Here's a look at the some of the university's traditions:
* The tradition of Willie the Wildcat, the university's mascot, began in 1947, when Willie appeared at a football game against Oklahoma A&M University. Willie's look has evolved through the years, going from a red brown wildcat suit with black stripes and a tail in 1947, to today's head of gray fur with two white stripes, resembling the Powercat logo. Willie's own traditions include using his body to spell out the letters K, S and U in a popular cheer and doing pushups after the football Wildcats score. Also a tradition is that the identity of the student playing Willie is a secret.
* One of the university's more popular game traditions was sparked by tragedy. When a fire roared through Nichols Hall in 1968, the music department lost instruments and all its band music -- except for one piece that the band director had taken home with him. To this day, "The Wabash Cannonball" gets students and fans on their feet. And in recent years, students do the "Wabash dance," where they bend, clap and twist to the music.
"The 'Wabash dance' actually started about 1995 with the clarinet section of the marching band," said Frank Tracz, director of bands at K-State.
* The "KS" letters stand out high and proud on a hill entering Manhattan. They are a tradition quite literally set in stone. In 1921, engineering students plotted the 80-foot tall K then later added the S. Unfortunately, due to a ravine in the area, the U could never be added. Students still whitewash the letters every year to keep them white, bright and noticeable.
* Purple Power Play on Poyntz, one of the newest traditions, starts off the school year in late August or early September and celebrates the beginning of the football season. Purple Power Play on Poyntz was created in 1988 by a group of four community volunteers to welcome students back to downtown Manhattan and generate excitement for the K-State football team. Today it is one of the largest events in northeast Kansas. Fireworks, local cuisine and jamming out to the Kansas State University Marching Band are just some of the fun activities offered. On Manhattan's main downtown drag, this citywide celebration takes place on the Thursday and Friday nights before the first home football game.
* Another new tradition is the K-State Proud campaign of "students helping students." Sponsored by the Kansas State University Student Foundation through the Kansas State University Foundation, the annual student-led campaign has raised more than $550,000 to help students struggling financially.

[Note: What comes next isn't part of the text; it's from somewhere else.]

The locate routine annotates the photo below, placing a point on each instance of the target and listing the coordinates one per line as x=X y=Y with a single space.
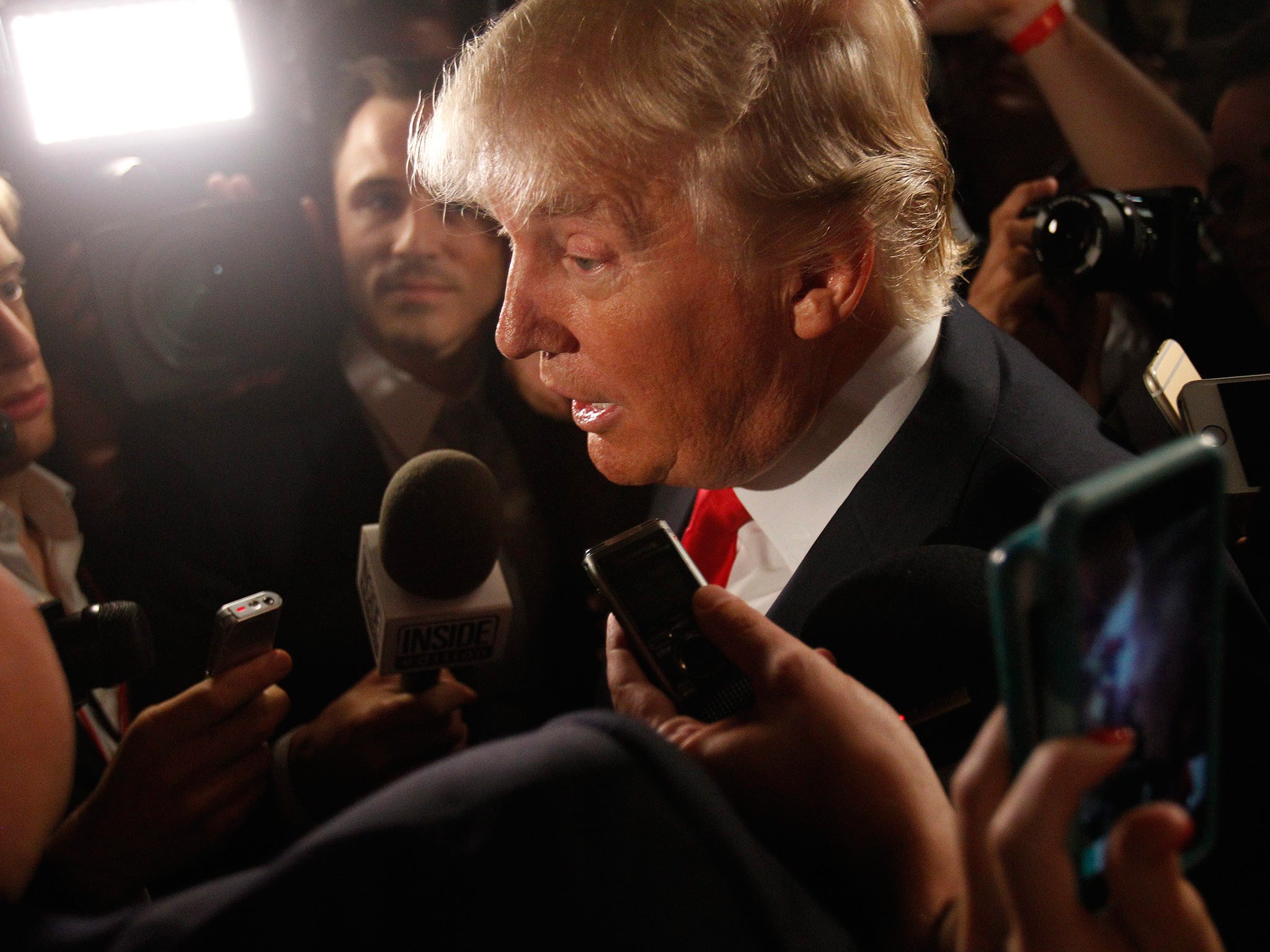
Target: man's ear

The campaign, which has been recognized nationally, features the sale of special T-shirts that fans wear at a designated men's basketball game.
* For a picture-perfect tradition, it's the Higinbotham Gate on the southeast corner of campus at North Manhattan and Anderson avenues. Particularly at graduation time it's common to find a new alum in gown and mortarboard or hood posing in front of the limestone and wrought iron structure with the university seal on the sidewalk ahead. The gate was added in 1989.

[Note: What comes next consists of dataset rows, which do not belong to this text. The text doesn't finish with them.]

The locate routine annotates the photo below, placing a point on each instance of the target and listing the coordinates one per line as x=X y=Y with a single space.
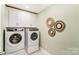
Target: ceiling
x=31 y=7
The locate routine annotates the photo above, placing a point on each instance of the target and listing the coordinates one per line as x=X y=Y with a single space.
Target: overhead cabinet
x=18 y=18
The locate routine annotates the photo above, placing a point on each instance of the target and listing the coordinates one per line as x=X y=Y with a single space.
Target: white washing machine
x=14 y=39
x=32 y=40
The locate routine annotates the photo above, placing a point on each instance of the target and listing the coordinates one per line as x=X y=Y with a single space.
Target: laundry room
x=39 y=29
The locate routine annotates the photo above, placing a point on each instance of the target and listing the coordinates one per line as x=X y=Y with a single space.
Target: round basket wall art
x=59 y=26
x=51 y=32
x=50 y=22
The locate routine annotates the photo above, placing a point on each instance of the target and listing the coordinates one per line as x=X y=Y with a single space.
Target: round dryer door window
x=15 y=38
x=34 y=36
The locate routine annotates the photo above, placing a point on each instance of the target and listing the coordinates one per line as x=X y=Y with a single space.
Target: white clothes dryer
x=32 y=40
x=14 y=39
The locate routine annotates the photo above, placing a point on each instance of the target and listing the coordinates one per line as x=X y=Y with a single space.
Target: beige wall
x=69 y=38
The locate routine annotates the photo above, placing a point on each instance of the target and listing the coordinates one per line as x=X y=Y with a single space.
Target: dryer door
x=34 y=36
x=15 y=38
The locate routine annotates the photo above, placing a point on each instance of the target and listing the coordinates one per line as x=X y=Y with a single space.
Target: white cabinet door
x=13 y=18
x=27 y=19
x=18 y=18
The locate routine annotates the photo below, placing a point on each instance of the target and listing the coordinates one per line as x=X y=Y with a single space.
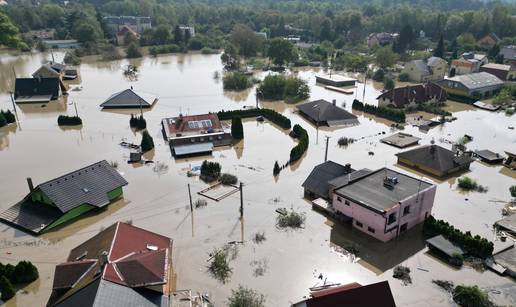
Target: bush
x=297 y=152
x=276 y=170
x=25 y=272
x=244 y=297
x=475 y=246
x=470 y=296
x=237 y=129
x=279 y=87
x=235 y=81
x=147 y=142
x=271 y=115
x=64 y=120
x=71 y=58
x=403 y=77
x=133 y=51
x=219 y=265
x=137 y=122
x=3 y=121
x=456 y=260
x=388 y=113
x=228 y=179
x=171 y=48
x=291 y=219
x=379 y=75
x=210 y=170
x=6 y=288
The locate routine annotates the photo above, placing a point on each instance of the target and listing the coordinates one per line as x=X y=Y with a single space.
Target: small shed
x=444 y=246
x=401 y=140
x=489 y=156
x=335 y=80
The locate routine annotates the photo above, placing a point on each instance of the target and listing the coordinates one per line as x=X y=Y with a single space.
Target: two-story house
x=385 y=203
x=431 y=69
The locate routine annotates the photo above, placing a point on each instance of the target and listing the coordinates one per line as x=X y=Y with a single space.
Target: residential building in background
x=476 y=85
x=468 y=63
x=385 y=203
x=121 y=266
x=411 y=96
x=195 y=134
x=431 y=69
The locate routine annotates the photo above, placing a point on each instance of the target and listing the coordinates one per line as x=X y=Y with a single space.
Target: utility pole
x=326 y=152
x=190 y=195
x=75 y=106
x=241 y=201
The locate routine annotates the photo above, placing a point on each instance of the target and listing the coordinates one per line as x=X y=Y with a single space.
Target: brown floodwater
x=157 y=196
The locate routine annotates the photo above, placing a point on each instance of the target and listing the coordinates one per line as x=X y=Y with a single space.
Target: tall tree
x=439 y=50
x=281 y=51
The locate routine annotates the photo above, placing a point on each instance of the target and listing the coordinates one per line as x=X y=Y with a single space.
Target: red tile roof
x=402 y=96
x=378 y=294
x=179 y=125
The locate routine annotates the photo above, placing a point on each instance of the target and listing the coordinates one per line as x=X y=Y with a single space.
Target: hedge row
x=64 y=120
x=388 y=113
x=297 y=152
x=475 y=246
x=271 y=115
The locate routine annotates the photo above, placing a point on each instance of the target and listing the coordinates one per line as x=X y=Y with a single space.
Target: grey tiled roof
x=323 y=111
x=88 y=185
x=129 y=98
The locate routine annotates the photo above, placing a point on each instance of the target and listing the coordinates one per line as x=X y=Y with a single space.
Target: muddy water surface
x=157 y=197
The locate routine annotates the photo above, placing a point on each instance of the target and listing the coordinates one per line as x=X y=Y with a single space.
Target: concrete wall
x=376 y=224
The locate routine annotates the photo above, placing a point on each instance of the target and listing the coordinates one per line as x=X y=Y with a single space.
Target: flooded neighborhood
x=288 y=262
x=257 y=153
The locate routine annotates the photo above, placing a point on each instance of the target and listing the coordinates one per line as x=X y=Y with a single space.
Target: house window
x=392 y=218
x=406 y=210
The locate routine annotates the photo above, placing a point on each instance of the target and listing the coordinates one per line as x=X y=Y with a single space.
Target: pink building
x=385 y=203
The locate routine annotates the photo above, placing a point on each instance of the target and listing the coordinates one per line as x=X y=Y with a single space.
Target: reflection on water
x=184 y=83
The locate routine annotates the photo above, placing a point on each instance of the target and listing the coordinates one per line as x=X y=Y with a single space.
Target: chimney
x=31 y=186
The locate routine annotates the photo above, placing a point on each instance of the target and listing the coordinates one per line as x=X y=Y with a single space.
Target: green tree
x=389 y=84
x=246 y=40
x=245 y=297
x=385 y=57
x=6 y=288
x=230 y=58
x=439 y=50
x=147 y=141
x=133 y=50
x=281 y=51
x=237 y=129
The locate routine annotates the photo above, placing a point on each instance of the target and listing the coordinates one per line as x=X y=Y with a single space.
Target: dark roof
x=28 y=87
x=30 y=216
x=435 y=157
x=371 y=192
x=88 y=185
x=129 y=98
x=136 y=258
x=317 y=181
x=345 y=179
x=378 y=294
x=324 y=111
x=444 y=245
x=402 y=96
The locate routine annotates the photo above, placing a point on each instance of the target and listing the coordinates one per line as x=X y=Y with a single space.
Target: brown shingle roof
x=402 y=96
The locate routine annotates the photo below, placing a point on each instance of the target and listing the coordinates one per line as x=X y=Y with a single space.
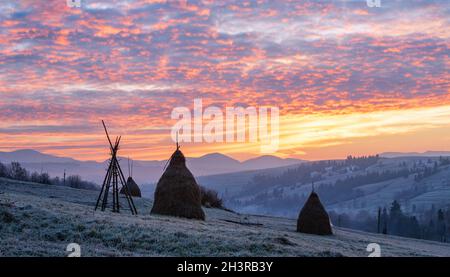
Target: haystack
x=133 y=188
x=313 y=218
x=177 y=192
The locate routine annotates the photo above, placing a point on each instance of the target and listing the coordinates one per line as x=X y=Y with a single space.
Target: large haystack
x=313 y=218
x=177 y=192
x=133 y=188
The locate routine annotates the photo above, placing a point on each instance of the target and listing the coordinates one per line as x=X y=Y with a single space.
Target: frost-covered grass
x=40 y=220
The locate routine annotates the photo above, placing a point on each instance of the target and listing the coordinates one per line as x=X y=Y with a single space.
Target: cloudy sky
x=348 y=79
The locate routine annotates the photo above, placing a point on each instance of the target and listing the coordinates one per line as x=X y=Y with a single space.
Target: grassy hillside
x=40 y=220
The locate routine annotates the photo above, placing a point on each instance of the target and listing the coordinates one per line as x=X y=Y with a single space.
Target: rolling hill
x=144 y=172
x=41 y=220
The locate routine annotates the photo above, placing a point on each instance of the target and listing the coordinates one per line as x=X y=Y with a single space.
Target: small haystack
x=133 y=188
x=177 y=192
x=313 y=218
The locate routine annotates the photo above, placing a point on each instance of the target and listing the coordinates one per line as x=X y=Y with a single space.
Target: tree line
x=432 y=224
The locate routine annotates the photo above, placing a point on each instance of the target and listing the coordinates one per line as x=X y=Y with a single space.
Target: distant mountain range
x=143 y=171
x=415 y=154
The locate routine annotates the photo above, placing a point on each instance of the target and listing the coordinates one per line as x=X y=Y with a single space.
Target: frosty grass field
x=41 y=220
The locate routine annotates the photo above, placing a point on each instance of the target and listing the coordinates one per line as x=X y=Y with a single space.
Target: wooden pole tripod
x=114 y=176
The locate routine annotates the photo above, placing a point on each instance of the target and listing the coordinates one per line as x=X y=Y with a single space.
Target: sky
x=348 y=79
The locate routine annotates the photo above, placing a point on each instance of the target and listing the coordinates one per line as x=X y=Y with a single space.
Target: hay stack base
x=313 y=218
x=177 y=192
x=133 y=188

* As the times have changed, so have the university's traditions. Freshmen are probably happy the beanie tradition is no longer. Starting about 1912 and into the 1940s, Kansas State University freshmen were required to wear beanie caps to show their ranking. If they did not, they had to endure the good-humored consequences delivered by varsity athletes.

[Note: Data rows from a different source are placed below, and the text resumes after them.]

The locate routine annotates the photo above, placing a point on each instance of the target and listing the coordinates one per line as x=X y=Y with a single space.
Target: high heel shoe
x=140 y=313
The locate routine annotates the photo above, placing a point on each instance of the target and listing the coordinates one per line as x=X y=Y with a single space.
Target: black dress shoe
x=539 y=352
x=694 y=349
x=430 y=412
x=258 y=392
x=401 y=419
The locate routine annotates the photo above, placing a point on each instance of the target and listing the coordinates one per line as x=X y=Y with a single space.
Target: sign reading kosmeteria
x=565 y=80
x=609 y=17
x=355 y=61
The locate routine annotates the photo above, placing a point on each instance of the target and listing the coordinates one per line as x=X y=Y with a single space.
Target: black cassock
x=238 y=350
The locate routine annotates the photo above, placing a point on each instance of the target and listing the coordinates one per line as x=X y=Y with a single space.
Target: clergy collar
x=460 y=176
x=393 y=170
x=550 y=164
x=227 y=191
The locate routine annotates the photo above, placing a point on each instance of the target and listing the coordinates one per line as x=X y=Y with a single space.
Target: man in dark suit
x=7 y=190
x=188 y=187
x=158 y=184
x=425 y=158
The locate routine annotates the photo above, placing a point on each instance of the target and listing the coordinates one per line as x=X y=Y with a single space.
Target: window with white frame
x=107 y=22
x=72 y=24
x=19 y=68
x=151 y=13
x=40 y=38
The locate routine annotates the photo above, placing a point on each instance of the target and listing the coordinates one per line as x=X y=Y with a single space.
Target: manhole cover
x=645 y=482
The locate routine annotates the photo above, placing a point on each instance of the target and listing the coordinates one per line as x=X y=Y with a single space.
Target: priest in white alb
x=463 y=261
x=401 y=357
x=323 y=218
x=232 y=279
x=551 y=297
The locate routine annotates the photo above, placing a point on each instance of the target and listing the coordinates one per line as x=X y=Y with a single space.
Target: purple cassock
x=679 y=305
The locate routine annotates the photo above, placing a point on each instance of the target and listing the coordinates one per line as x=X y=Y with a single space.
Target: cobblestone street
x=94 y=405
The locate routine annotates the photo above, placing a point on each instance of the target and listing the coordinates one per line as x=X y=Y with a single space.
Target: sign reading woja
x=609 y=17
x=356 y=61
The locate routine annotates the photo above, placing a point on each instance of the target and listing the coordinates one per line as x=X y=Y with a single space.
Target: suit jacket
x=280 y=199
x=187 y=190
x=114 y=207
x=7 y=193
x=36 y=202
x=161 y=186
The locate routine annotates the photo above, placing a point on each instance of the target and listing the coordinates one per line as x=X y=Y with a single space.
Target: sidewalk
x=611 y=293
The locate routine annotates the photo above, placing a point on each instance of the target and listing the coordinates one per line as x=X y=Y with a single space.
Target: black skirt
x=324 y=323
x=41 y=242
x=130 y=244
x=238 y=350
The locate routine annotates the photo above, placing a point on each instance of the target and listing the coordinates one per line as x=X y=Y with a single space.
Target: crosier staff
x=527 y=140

* Another event from the past was flash cards. Starting officially in 1957, members of the K-Block student section used flashcards to increase student participation at home football games. Members of the K-Block would be given a card, then wait until the signal from the yell leader on the field. They would then hold up their cards to create pictures in the stands.
* One of the university's longest-running traditions brings in thousands of people each year. The All-University Open House is the annual celebration that welcomes prospective students worldwide. The university's biggest event, open house's roots stretch back more than 90 years with events like Ag Day, Engineers' Open House and Home Economics Hospitality Day.
The first All-University Open House celebration was in 1969. The 2013 open house will be 9 a.m. to 3 p.m. Saturday, April 21.
"Traditions really are memories," Cook said. "Anywhere alumni walk on campus they will find a personal memory whether it be Anderson Hall, the Bluemont Bell, Memorial Stadium, or the Memorabilia Room in the Alumni Center."